Movies have their test screenings, pharmaceuticals have their trials, software has its beta versions. Now writer Nino Ricci is throwing his support behind the notion that novels should have beta versions as well, to help stave off the nasty reviews that often accompany a book’s release.
“Writers aren’t gods,” says Ricci, whose own novel Testament presents the reputed son of a god, Jesus Christ, as the bastard offspring of a Roman soldier, a gambit that earned him the ire of fundamentalists and made him a subject of attack on several phone-in radio shows. “They make mistakes. Beta versions would give them a chance to catch them before the critics do.”
Ricci claims that many writers have seen a drastic reduction in editorial attention in recent years as publishers have trimmed staff to cut costs.
“They push you out there to the wolves and meanwhile nobody has noticed that the name of your major character changes three times or that your Foucaultian analysis of twentieth century materialism has entirely failed to take into account Homi Bhabha and Georges Bataille. No other industry operates with such a lack of quality control.”

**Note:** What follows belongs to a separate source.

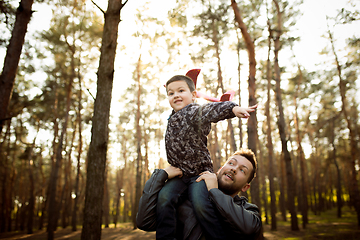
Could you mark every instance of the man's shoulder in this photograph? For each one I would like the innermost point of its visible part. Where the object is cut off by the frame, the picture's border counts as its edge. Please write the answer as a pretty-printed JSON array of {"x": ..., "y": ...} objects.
[{"x": 243, "y": 201}]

Ricci’s idea is simple: instead of using a single editor to hone their novels, writers would use the feedback of a carefully selected community of first readers, preferably made up of people who are overworked and underpaid and very crotchety, to simulate the actual reviewing community.
“The beauty of the scheme,” says Ricci, “is that even if the feedback was negative you wouldn’t necessarily have to change your book. Instead you could just plaster the cover of the final release with negative quotes from the beta comments, and reviewers would feel obliged to disagree with them they same way they feel obliged to disagree with positive ones.”